Die Vielfalt der Möglichkeiten zu kennen, ist gut. Sie gestalterisch auch zu nutzen, eine Kunst. Patentrezepte gibt es zwar nicht, praktische Erfahrungen aber schon. Oliver Ochsenfarth: „Rundliche und große Blätter wie sie Funkien tragen, kombiniere ich gerne mit einer anderen Blattform, zum Beispiel dem länglichen Laub eines Grases. Eine Segge wie Carex plantaginea passt sehr gut dazu. Auch vom Standort her.“ Beide fühlen sich in halbschattigen bis schattigen Lagen wohl. Das gilt auch für das Kaukasische Vergissmeinnicht (Brunnera macrophylla), das – anders als das bekannte Vergissmeinnicht – große herzförmige Blätter trägt. Bei den Gartenprofis besonders beliebt: Die Sorte ‘Jack Frost’, die mit ihrer hellen Blattzeichnung Lichtreflexe in den Schatten holt. Auch zu ihren bis zu 20 cm großen Blättern passen schmalblättrige Gräser als Kontrastgeber. Ebenfalls belebend und im wahrsten Sinne des Wortes überragend, wirken filigrane Farne.

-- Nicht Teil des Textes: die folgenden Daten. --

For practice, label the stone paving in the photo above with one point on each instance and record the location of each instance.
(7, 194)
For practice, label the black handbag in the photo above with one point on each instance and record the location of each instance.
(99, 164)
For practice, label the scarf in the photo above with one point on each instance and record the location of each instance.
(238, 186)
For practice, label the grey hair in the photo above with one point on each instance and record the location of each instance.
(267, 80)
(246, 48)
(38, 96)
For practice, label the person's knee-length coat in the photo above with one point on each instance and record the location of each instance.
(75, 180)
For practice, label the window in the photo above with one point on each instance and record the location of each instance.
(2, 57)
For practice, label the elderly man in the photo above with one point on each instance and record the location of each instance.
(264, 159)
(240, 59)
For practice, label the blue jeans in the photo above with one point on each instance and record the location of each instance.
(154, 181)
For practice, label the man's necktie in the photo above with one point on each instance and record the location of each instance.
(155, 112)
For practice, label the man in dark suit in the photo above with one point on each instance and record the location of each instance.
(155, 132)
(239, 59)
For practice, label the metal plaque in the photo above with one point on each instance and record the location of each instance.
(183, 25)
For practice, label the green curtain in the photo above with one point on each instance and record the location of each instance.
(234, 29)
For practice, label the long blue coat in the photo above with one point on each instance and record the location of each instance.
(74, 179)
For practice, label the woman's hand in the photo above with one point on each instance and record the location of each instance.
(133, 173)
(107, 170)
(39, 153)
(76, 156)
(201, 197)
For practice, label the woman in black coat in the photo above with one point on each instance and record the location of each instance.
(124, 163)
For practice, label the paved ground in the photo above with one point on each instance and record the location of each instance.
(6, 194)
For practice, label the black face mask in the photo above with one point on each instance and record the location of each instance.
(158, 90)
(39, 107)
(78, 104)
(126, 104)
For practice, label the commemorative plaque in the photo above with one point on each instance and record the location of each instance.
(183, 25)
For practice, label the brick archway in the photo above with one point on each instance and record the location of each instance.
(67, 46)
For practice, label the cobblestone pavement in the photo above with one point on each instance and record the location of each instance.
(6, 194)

Ihre raffiniert geschlitzten Wedel kommen kombiniert mit glattrandigen Blättern, wie sie die bodendeckenden Elfenblumen tragen, sehr gut zur Geltung. Die Gärtner schätzen die Vielfalt der Farne und pflanzen am liebsten unkomplizierte Vertreter wie den Goldschuppenfarn (Dryopteris affinis) und Schmalen Filigranfarn (Polystichum setiferum ‚Proliferum‘), zumal beide ihre Wedel je nach Witterung auch im Winter behalten.

Und in der Sonne? Dort könnte das im Licht flirrende, kleine Laub des Steinquendels (Calamintha nepeta) von den in Bögen überhängenden Halmen des Tautropfengrases (Sporobolus heterolepis) begleitet werden. Hier werden in der Sonne gerne Pflanzen mit silbergrauen Blättern gepflanzt. So wie den Woll-Ziest (Stachys byzantina), dessen Blätter nicht nur von ihrer Form her an Hasenohren erinnern. Sie sind von einem Flaum feiner Härchen überzogen, fühlen sich kuschelweich an und sind somit nicht nur optisch, sondern auch von ihrer Oberfläche her etwas Besonderes. Ungewöhnlich und für sonnige Standorte geeignet ist auch die Dreiblattspiere (Gillenia trifoliata). „Ihre Blätter verfärben sich im Herbst leuchtend kupferrot. Das wirkt wie eine geschenkte zweite Blüte und bringt Farbe ins Beet.“ Wobei auch schon ihre erste, tatsächliche Blüte im Frühsommer mit weißen Sternchen auf hohen Stielen ein Hingucker ist. Wer auf Blattschmuck setzt, entscheidet sich zum Glück nicht gegen Blüten, sondern bekommt beides.